Sementara stok batu bara, lanjutnya, masih cukup aman dan nilai ekspornya pun bagus. Namun, ekspor batu bara ini dijalankan oleh pihak swasta sehingga negara hanya mendapat untung dari pajaknya saja.

“Batu bara kita masih 40 tahun cadangannya dan ekspornya bagus. Tapi ternyata ekspor itu bukan dari pemerintah tapi swasta. Jadi untung besar, harga mahal tapi tidak masuk negara karena itu perusahaan, pemerintah cuma dapat pajaknya saja” tuturnya.

Abdullah lalu membandingkannya dengan pertambangan di Negeri Jiran. Di Malaysia, keuntungan dari tambang bahkan lebih banyak dinikmati oleh penduduk daerah sekitaran lokasi tambang.

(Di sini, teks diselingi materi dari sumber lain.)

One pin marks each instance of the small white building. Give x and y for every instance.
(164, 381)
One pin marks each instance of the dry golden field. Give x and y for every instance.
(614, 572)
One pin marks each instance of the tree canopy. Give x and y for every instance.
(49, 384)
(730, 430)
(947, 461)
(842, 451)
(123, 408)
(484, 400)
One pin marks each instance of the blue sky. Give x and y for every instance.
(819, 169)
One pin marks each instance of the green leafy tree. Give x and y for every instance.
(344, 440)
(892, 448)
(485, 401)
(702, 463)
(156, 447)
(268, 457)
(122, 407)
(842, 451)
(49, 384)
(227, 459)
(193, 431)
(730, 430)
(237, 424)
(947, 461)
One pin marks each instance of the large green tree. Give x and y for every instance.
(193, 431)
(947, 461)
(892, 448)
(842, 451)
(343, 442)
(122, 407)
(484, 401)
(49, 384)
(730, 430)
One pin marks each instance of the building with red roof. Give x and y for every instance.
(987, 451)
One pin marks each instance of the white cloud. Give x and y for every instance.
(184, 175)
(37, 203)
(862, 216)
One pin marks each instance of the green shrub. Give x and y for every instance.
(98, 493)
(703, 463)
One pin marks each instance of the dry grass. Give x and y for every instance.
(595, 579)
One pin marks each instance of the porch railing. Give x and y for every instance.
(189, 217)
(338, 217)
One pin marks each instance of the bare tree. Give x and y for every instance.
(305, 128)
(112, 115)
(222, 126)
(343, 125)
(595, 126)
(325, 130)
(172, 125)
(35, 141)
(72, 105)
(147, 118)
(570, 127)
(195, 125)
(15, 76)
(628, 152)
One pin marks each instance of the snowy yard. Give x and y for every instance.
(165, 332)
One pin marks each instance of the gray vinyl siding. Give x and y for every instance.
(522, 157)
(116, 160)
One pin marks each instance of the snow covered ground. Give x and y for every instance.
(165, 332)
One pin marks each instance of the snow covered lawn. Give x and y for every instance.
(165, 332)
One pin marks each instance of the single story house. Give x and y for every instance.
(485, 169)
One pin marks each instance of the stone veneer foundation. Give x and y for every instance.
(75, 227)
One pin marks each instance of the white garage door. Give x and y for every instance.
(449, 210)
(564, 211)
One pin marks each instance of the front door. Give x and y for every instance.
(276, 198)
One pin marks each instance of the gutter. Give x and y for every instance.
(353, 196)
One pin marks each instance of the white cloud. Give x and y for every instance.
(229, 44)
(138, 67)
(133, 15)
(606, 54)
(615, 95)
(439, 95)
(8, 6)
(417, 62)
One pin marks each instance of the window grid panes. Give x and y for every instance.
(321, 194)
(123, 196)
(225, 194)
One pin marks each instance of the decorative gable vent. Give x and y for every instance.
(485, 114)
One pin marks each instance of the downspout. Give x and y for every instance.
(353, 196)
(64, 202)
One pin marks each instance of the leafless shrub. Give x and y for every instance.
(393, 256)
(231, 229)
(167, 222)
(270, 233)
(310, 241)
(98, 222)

“Di Malaysia ada dua daerah tambang minyak hasilnya 60 persen untuk daerah, 40 untuk pusat. Kalau kita kan terbalik, semua di pusat baru dibagi ke daerah tapi kemudian ada yang bocor di jalan, diselewengkan, sehingga menetes di daerah sangat kecil sekali,” jelasnya.

Belakangan, pembahasan terkait mafia tambang tengah kembali diperbincangkan usai gaduh video Ismail Bolong yang mengungkap ada uang setoran untuk Kabareskim Polri Komjen Pol Agus Andrianto.

Menko Polhukam Mahfud MD mengatakan akan menggandeng KPK untuk mengungkap kasus mafia tambang.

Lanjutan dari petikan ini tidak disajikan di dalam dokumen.